In our last post, we discussed how machine learning can be used to predict loss. In this post, we will illuminate how the use of new data sources can provide insurers with a wider set of observations about risk.
An insurer's ability to price risk accurately has always relied upon the amount of information they have at their disposal. In the 18th century, the price of insurance for a cargo ship was based solely on a single feature: its destination.
Historically, there was a huge gap between an insurer's estimate of a risk and the manifestation of the risk in reality. As more data has become available, this gap has begun to close.
Rating models have improved, and insurers have been able to utilise demographic information, industry data, and retrospective claims experience to build an even sturdier foundation from which to model the future.
Now, due to the low cost of computation, data has become ubiquitous across all types of devices. This has led to a proliferation of new data sources that are orders of magnitude more granular than the data insurers are currently using.
The volume of observations per insurable unit is skyrocketing. The visualisation below compares the cargo ship example, where only one feature of the risk was needed, to today - where insurance companies like Metromile capture billions of observations, such as data about a car's acceleration, breaking pattern and movements around a city, updated every second.
WHAT ARE NEW DATA SOURCES?
These data sources usually fall into one of two categories:
Humans recording data based on what they see; using devices such as computers and mobile phones
Devices that emit and generate data; such as the internet of things including wearable devices (IoT), satellites, GPS systems and drones
As mobile devices become more affordable and widely used, the number of observations recorded with them continues to grow. Today the number of active mobile devices on earth exceeds its human population .
Data is collected from sensors on manufacturing equipment, pipelines and weather stations. Wearable beacons and chips placed inside of consumer products such as watches provide instantaneous information about consumer behavior and transactions. Gartner, Inc. has estimated there will be 6.4 billion connected devices or ‘things’ in use globally in 2016 , forming a powerful web of interconnectivity and information.
These examples demonstrate a rapid decline in the costs of generating, capturing and storing data, providing an opportunity to represent and explain reality in a more accurate way.
IMPROVED RISK SEGMENTATION AND PRICING
Using AI methods such as machine learning and deep learning, insurers can harness and distil new data sources, allowing them to build models that are grounded in observations of the real world, in real-time. Some examples of new data sources particularly relevant to insurance are restaurant reviews, employee satisfaction scores, social profiles of companies, house prices, and traffic flow data.
By layering new data with their internal data, insurers will be able to observe a risk from multiple angles, identifying new and previously under-observed features across a multitude of risks.
Introducing these features into machine learning models this will significantly enhance an insurer’s ability to predict the frequency and severity of loss.

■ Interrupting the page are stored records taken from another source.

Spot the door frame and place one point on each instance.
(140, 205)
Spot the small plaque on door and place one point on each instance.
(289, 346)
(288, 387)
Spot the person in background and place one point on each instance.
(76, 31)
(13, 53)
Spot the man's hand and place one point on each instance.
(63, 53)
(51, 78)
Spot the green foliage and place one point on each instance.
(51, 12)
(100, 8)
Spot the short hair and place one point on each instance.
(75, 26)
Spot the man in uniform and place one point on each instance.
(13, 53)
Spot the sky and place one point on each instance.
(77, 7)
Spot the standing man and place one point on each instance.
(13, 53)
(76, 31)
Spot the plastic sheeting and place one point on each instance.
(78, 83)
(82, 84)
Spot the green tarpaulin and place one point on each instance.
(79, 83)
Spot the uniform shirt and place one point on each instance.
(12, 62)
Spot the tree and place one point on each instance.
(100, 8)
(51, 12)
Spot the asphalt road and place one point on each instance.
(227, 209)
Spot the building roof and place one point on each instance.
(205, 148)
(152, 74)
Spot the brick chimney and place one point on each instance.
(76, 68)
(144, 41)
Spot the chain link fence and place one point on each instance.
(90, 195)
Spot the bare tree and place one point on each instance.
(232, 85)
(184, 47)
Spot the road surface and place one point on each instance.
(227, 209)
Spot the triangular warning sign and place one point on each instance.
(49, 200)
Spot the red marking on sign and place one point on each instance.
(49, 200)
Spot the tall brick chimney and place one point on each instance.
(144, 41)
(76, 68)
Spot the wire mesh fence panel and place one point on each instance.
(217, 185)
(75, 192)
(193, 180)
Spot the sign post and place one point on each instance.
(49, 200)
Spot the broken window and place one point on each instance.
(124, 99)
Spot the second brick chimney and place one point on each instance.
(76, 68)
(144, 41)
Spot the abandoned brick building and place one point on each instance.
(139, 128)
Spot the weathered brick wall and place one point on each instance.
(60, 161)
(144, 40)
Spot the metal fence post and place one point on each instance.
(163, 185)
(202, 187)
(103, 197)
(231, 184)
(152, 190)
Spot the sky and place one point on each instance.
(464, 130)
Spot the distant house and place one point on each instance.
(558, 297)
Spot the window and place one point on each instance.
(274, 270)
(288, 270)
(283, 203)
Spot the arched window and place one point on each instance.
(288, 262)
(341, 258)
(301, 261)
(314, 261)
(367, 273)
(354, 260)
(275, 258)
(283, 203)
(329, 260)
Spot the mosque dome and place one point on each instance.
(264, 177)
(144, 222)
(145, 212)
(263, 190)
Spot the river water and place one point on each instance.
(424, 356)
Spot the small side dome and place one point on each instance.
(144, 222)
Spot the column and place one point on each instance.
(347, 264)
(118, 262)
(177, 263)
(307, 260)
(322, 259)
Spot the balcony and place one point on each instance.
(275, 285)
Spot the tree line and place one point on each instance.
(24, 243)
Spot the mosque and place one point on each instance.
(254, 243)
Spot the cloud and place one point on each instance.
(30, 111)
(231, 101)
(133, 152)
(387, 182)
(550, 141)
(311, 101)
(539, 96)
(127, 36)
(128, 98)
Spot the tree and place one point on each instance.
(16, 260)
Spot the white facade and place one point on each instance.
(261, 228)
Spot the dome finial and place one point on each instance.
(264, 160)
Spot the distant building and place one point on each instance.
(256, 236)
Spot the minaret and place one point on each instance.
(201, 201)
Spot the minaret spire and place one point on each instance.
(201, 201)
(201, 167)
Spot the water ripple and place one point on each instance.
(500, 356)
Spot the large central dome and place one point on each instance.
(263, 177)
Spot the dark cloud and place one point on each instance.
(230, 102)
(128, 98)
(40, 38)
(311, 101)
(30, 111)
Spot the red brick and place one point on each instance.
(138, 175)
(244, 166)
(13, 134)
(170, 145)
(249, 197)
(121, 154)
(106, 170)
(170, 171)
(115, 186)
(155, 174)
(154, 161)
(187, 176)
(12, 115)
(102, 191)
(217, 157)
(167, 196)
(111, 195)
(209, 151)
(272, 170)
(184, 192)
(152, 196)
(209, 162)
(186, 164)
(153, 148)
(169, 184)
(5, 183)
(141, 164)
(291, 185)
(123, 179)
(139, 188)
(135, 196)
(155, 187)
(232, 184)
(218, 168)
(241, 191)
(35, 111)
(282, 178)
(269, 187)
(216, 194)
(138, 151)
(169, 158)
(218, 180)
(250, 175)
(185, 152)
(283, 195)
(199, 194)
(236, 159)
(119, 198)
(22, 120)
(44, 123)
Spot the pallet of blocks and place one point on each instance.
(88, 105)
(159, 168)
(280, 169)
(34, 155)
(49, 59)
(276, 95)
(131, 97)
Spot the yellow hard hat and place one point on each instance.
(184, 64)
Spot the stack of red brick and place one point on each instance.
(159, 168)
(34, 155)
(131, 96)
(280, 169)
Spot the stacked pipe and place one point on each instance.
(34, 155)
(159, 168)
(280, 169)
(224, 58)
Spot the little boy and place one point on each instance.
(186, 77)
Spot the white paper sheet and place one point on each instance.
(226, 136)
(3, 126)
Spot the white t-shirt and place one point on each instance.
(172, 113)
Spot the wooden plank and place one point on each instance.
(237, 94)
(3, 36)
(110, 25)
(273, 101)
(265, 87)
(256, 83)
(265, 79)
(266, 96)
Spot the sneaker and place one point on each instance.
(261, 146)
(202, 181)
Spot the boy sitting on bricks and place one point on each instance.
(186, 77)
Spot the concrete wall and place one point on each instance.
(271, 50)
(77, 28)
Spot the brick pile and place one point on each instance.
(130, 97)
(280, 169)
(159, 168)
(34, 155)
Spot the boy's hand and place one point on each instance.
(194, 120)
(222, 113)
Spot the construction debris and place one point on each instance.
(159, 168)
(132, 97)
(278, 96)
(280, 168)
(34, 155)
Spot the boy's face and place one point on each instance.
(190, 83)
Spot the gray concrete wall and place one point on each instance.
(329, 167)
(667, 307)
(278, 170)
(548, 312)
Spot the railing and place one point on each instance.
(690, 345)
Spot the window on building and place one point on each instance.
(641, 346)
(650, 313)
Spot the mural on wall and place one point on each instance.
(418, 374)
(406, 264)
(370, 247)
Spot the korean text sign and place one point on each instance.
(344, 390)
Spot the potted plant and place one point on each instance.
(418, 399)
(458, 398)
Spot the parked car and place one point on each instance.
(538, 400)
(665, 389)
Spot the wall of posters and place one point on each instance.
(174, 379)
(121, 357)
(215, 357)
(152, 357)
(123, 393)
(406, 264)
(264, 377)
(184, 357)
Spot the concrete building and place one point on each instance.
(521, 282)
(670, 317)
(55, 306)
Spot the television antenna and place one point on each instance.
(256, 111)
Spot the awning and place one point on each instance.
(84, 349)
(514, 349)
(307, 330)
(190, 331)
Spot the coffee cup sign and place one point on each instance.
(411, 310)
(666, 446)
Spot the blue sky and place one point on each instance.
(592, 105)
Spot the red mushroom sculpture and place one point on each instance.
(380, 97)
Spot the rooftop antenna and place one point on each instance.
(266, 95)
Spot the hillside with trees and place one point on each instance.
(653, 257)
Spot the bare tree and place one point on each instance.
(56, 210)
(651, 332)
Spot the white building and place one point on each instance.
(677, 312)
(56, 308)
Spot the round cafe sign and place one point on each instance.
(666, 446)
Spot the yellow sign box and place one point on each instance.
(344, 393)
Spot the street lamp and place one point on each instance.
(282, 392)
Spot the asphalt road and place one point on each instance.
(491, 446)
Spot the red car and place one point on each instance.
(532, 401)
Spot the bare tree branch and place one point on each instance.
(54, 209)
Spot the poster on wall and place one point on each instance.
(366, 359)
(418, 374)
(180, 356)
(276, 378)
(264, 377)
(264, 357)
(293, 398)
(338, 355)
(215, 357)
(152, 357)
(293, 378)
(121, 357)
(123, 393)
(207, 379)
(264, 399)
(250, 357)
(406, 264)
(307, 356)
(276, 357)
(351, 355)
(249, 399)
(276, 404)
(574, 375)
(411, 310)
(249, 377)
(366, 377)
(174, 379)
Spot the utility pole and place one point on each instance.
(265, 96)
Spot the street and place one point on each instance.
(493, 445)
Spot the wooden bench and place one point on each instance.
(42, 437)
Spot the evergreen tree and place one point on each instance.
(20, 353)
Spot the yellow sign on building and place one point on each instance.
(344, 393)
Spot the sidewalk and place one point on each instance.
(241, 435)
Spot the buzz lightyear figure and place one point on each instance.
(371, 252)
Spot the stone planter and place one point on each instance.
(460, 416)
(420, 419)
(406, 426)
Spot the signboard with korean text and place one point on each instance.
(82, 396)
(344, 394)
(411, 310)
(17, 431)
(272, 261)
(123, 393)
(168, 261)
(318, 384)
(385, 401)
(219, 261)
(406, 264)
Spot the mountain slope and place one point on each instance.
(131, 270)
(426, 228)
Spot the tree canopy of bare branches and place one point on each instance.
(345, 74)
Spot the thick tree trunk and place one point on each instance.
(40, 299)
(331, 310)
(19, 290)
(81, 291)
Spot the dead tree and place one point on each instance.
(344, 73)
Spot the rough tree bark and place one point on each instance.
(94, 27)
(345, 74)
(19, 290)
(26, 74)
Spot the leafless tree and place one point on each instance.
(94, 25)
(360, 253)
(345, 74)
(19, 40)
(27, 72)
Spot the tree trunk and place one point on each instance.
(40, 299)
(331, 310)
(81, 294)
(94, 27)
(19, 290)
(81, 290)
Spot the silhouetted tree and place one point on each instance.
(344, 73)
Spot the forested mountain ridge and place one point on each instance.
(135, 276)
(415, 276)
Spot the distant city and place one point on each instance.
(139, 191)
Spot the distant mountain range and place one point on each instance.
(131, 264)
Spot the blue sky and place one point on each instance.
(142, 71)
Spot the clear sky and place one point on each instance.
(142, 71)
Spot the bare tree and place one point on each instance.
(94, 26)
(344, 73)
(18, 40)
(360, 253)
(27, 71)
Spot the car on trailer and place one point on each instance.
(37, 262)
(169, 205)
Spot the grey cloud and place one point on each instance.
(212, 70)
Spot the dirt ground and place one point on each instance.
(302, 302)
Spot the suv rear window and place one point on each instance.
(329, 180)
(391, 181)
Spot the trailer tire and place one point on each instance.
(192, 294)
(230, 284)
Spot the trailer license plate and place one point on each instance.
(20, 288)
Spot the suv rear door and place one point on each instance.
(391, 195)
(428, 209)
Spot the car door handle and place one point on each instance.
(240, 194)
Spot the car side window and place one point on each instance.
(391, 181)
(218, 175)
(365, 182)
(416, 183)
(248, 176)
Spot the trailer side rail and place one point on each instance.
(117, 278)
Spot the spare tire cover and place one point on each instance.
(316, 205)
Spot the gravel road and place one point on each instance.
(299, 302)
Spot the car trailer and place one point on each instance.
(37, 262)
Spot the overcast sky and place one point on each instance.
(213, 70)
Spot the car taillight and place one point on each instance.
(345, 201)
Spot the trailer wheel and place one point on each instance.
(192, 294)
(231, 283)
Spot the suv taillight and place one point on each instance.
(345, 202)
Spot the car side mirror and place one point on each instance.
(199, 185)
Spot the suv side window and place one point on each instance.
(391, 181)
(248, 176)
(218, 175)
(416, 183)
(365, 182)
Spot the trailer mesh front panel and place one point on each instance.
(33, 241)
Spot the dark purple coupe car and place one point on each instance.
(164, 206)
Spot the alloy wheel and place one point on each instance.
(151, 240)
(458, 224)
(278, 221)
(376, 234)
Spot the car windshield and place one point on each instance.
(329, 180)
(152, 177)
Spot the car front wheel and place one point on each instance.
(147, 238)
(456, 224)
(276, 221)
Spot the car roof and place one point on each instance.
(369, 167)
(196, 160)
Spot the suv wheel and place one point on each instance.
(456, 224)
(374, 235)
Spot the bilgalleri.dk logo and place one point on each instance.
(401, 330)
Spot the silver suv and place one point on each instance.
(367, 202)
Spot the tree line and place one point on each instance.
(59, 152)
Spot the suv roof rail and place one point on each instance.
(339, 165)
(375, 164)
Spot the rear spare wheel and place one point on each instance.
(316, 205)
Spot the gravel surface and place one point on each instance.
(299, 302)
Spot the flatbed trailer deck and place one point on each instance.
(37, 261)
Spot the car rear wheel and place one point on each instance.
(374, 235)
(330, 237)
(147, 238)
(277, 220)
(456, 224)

As PWC suggest, capturing new data allows insurers to uncover previously hidden predictive features :
“Combining “small data”, partner data, and third party or publicly available information has allowed the identification of additional features of a given risk that are powerfully predictive of claims frequency and claims severity, and yet may not be obvious, and occasionally are even counter-intuitive.
— Paul Delbridge, PWC
As the volume and diversity of observations per insurable object continues to increase, insurer's ability to tightly segment risks will improve, leading to accurate, and highly competitive pricing.